Bolivie . Le salar d'Uyuni

La traversée du salar d’Uyuni s’est faite en deux jours. J’ai pu dormir abrité du vent sur la petite île de Colchany.

Cette traversée à vélo du désert blanc reste probablement l’une de mes expériences les plus mémorables. La veille j’ai trouvé une chambre dans un hôtel en sel au bord du salar. Murs en parpaings de sel, sommier de lit en sel, tables et tabourets sculptés dans de massifs blocs de sel. Jamais auparavant je n’avais habité un espace aussi univoque.

 

J’entame mes premiers kilomètres en fixant au Nord-ouest une configuration de montagne comme repère. Entre elle et moi pas de route, juste l’étendue blanche du salar. Le voyage prend la forme d’une navigation. J’ai écrit sur un précédent voyage que l’incertitude des routes n’était que la conséquence logique de l’indétermination des paysages. Cette absence de route me replace assez justement au sein du paysage.

 

Mon obstination à réduire la distance avec le massif qui me fait face se confronte dans un premier à la grande répétition de l’environnement.
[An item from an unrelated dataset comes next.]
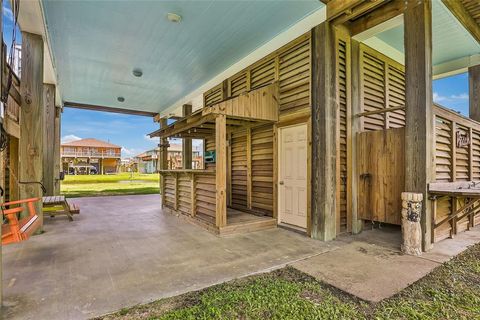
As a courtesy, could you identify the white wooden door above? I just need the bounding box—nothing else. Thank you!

Mon pneu en roulant, s’affaisse légèrement, fait craquer la pellicule de sel frais comme une neige matinale. En même temps que se développe une pointe d’ennui, j’apprends à découvrir les variations subtiles du salar.

Sa surface n’est pas plate, un étrange phénomène fait que le sel se rassemble en blocs de 50-60cm, à la forme plus ou moins hexagonale, dont les contours sont légèrement relevés. L’ancien lac, à perte de vue, est comme couvert d’écailles blanches.

 

Je regarde ma roue fendre fièrement ces légères vagues, enorgueillit du symbole, l’impression littérale de conquérir chaque parcelle qui me sépare de mon objectif. Je trouve ça valorisant puis l’instant d’après terriblement incertain.

Les kilomètres, les heures défilent, je divague dans cet atermoiement de sentiments qui m’épuise.

 

Sur le salar, la notion des distances est déroutante. Les kilomètres qui me séparent des flancs de la montagne que je regarde là bas sont tellement identiques qu’ils se confondent en une flaque qui miroite comme une huile la consistance du ciel.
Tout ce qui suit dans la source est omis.